The National Park Service pointed to a recent rule that the agency said went into effect the date of the incident. The rule prohibits guests or employees from hanging signs or banners over any “natural or cultural feature” in the park.
Joslin says that rule did not exist at the time, and an archive of the park’s rules five days before the incident does not include a prohibition on flags.
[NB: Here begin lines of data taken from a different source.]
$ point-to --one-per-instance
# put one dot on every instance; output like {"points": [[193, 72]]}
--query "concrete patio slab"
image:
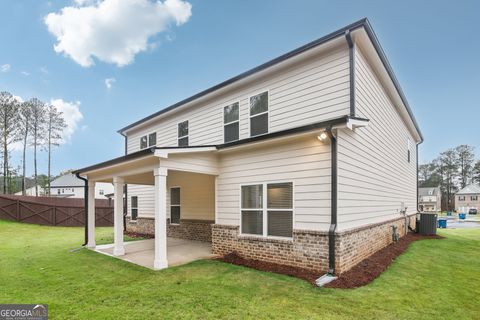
{"points": [[179, 251]]}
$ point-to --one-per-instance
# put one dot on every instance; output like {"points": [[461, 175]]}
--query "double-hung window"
{"points": [[134, 207], [183, 134], [149, 140], [175, 205], [231, 122], [267, 209], [259, 114]]}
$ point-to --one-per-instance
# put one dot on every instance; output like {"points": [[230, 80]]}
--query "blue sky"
{"points": [[430, 44]]}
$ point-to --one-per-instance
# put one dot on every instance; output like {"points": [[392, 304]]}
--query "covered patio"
{"points": [[149, 167], [179, 251]]}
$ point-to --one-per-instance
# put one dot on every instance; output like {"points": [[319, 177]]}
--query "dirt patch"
{"points": [[301, 273], [138, 235], [370, 268], [360, 275]]}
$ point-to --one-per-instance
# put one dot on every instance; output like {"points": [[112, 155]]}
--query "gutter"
{"points": [[85, 197]]}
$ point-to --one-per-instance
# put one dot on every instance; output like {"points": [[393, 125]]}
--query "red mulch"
{"points": [[301, 273], [138, 235], [360, 275], [369, 269]]}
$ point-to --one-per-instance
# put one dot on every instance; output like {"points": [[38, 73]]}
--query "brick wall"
{"points": [[355, 245], [309, 249], [200, 230]]}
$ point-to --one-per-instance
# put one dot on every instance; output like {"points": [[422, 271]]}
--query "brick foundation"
{"points": [[353, 246], [309, 249], [200, 230]]}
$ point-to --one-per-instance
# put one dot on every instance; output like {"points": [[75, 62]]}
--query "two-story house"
{"points": [[429, 199], [468, 198], [306, 160]]}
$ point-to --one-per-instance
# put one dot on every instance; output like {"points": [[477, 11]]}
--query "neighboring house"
{"points": [[31, 191], [467, 198], [429, 199], [69, 186], [307, 160]]}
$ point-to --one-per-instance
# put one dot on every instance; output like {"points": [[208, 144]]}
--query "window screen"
{"points": [[143, 142], [175, 205], [231, 122], [134, 207], [152, 139], [183, 134]]}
Another archived version of the page from the following month, on June 15, includes the new flag prohibition and is dated back to May 20.
“The National Park Service rewrote the park rules to ban hanging large flags in wilderness areas, including the face of El Capitan,” the climbing group’s news release said.
Multiple flag demonstrations have taken place at Yosemite before, such as employees flying an upside-down American flag in protest of Trump administration cuts to federal funding and a “Stop the Genocide” flag hung in protest against the Israeli and U.S. governments last year in response to the war in Gaza.
“In America, our freedoms matter,” Joslin said. “Our team followed every written and unwritten rule, left no trace, and honored Yosemite’s accepted traditions.”
A trans-pride flag.
(Pattie Gonia)
While not expressly banned, guests and employees must obtain a permit to display flags over the natural landscape in Yosemite, Pawlitz said.
The decision to fire Joslin sparked outrage among LGBTQ+ advocates and activists.
Gonia said in a statement that she believes the termination was a part of a broader push by the Trump administration to crack down on political demonstration and LGBTQ+ visibility.
“To strip [Shannon Joslin] of their position is not only an affront to their personal freedom but an attack on the very values of service, dedication, and community that [Joslin] embodies,” Gonia said. “This is about silencing those who oppose injustice and we must not let that happen.”
The climbing group and other activists want Joslin reinstated and demand an independent investigation into the park’s conduct and hiring practices, the release said. They have also cited President Trump’s executive order on “Restoring Free Speech and Ending Federal Censorship” as reason for reinstatement. The order, signed on Trump’s inauguration date, said it would “ensure that no Federal Government officer, employee, or agent engages in or facilitates any conduct that would unconstitutionally abridge the free speech of any American citizen.”
“My firing isn’t just about one ranger,” Joslin said. “It’s about whether everyone has the right to speak freely in the United States. This kind of targeting threatens the rights of civil servants, and by extension, all Americans, to speak freely.”